Steam: the process involves exposing the equipment to dry saturated steam at a temperature of 73°C at atmospheric pressure for a minimum of 10 minutes. The low-temperature steam kills most vegetative microorganisms and some heat-sensitive viruses. This process can be used for breathing tubes, bite blocks, face masks and laryngoscope blades. The main advantages are that it is non-toxic, and less damaging to equipment. Its main disadvantage is that there is an increased risk of contamination because the equipment is wet.
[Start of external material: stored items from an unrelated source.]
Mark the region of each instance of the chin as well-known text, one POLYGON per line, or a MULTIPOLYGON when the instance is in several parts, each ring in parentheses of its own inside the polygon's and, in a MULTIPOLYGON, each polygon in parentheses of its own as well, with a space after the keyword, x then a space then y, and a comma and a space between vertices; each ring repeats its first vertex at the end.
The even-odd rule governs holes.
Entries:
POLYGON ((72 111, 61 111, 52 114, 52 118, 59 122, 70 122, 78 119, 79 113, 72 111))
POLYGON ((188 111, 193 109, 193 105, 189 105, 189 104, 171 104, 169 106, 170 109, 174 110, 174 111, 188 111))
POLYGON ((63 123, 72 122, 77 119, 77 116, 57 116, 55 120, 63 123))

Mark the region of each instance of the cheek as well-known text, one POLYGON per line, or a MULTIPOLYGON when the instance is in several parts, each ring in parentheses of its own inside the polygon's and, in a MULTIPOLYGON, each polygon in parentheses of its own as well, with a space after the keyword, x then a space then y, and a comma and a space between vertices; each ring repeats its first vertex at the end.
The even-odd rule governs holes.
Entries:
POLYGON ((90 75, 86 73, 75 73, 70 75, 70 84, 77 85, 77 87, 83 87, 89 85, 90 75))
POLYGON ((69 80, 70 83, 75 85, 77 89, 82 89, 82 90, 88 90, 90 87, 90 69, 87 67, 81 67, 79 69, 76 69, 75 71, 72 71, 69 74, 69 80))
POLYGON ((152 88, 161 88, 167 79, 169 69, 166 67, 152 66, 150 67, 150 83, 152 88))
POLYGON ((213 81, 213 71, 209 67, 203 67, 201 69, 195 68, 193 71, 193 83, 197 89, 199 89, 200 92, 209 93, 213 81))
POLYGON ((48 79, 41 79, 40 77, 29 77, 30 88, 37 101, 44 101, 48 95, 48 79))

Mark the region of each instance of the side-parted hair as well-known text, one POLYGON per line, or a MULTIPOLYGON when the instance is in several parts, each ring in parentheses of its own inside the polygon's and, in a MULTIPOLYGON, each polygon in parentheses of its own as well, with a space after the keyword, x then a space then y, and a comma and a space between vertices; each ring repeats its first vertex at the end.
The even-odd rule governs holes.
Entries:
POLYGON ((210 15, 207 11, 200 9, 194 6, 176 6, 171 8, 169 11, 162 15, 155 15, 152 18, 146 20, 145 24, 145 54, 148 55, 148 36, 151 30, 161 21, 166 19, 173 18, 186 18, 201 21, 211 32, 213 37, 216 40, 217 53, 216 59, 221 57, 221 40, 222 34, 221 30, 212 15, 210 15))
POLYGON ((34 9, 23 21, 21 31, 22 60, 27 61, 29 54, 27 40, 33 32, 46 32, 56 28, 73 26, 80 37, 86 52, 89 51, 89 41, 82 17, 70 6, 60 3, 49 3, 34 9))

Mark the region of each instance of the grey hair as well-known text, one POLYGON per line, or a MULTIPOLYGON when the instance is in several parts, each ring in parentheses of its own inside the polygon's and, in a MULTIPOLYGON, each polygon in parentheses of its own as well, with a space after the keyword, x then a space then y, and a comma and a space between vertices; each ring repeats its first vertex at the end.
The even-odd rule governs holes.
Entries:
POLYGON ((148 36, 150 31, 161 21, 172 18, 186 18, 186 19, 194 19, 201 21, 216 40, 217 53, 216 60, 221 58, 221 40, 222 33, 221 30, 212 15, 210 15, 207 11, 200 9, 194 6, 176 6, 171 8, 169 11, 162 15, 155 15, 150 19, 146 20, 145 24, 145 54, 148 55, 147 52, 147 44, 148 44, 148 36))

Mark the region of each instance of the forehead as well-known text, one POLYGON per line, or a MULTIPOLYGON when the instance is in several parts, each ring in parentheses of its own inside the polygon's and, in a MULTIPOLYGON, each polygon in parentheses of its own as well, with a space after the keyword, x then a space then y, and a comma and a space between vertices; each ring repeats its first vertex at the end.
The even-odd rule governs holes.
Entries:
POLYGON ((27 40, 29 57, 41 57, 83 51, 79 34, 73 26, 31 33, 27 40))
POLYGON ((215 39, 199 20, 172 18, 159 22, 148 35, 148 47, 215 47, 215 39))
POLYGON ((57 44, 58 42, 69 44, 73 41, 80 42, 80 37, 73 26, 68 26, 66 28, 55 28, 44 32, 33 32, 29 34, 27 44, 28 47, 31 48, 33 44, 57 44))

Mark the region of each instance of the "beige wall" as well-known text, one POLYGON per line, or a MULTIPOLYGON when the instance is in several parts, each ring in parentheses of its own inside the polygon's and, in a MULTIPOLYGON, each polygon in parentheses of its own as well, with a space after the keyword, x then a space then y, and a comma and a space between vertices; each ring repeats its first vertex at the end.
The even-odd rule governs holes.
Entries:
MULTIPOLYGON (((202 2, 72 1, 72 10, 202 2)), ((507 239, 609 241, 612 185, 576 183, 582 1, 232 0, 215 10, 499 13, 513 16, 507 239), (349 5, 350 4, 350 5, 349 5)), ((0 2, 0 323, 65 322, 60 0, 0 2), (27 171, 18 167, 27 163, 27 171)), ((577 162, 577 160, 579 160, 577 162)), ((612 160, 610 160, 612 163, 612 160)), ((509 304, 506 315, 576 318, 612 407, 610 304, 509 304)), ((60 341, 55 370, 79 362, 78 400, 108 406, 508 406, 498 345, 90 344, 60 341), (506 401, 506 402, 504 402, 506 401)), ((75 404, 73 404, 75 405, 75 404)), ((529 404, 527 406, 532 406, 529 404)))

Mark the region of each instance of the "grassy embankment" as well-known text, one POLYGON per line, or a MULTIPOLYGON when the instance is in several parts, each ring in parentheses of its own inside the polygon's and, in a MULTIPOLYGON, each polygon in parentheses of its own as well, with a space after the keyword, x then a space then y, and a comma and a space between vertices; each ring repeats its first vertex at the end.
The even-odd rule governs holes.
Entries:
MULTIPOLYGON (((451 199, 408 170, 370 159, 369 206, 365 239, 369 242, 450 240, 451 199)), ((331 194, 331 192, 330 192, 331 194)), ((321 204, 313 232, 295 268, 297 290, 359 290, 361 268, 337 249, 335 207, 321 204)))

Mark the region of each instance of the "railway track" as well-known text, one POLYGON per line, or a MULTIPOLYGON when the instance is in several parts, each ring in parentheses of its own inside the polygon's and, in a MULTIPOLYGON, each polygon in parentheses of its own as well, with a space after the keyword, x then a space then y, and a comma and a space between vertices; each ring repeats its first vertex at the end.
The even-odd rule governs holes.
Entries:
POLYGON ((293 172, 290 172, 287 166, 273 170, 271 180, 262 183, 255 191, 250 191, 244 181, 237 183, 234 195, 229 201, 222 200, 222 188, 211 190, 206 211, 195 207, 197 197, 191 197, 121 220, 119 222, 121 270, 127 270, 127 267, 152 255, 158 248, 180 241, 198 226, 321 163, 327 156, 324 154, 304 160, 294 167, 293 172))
Pasteurisation (hot water disinfection): this process involves immersing an object in boiling water for a specified time and temperature, for example, 70°C for 30 minutes. Boiling kills most non-spore-forming microorganisms, viruses and some heat-sensitive bacterial spores. The main advantage is that it is less damaging to equipment than autoclaving, and is non-toxic. However, heat may cause damage to some items.

Liquid chemicals: alcohols (ethanol or isopropanol), aldehydes (formaldehyde and glutaraldehyde) and oxidising agents (hydrogen peroxide) are used. The equipment must be cleaned beforehand to ensure good contact. It is then immersed in the liquid chemical for a specified period of time. The immersion time is dependent upon the chemical used and the level of disinfection required. Chemicals are advantageous because they have a broad spectrum disinfection range. However, they are potentially toxic, volatile and can cause damage to equipment.

Sterilisation is used for the complete destruction or removal of all microbial organisms, including viruses and bacterial spores, fungi and protozoa. The sterilisation process can involve the following.

Autoclaves: saturated steam under pressure is used to achieve complete destruction of all microorganisms. This requires direct contact between the equipment and the saturated steam, complete removal of air, and precise control of time, temperature and pressure. It is relatively fast, highly effective and non-toxic. However, it is unsuitable for heat and pressure sensitive equipment, such as fibre-optic endoscopes, and may cause corrosion of metal surfaces.

Dry air ovens: dry heat can be used to sterilise non-aqueous liquids, semi-solids (glycerine, oils and waxes), powders, needles and glass syringes. Typical times and temperatures required are 160°C for 2 hours, 170°C for 1 hour, and 180°C for 30 minutes. This process is neither toxic nor corrosive, but it is more time-consuming compared to the autoclave.

Ethylene oxide: gas sterilisation with ethylene oxide is usually carried out at 20°C to 60°C for 2–24 hours. Ethylene oxide can be used with or without a diluent gas (nitrogen or carbon dioxide). Sterilised items need to be aerated prior to use. Ethylene oxide is toxic and is unsuitable for use on ventilatory or respiratory equipment.

Gas plasma sterilisation: this uses a cloud of ionised gas containing reactive ions. Applying energy to certain gases such as hydrogen peroxide forms an ionised gas. The reactive ions interfere with cellular metabolism to cause sterilisation.

Radiation sterilisation: gamma radiation is used to sterilise equipment. The dose and time depend on the thickness and volume of the equipment. It requires expensive equipment.

Chemical: 2% glutaraldehyde can be used, but prolonged immersion times are required to achieve full sterilisation.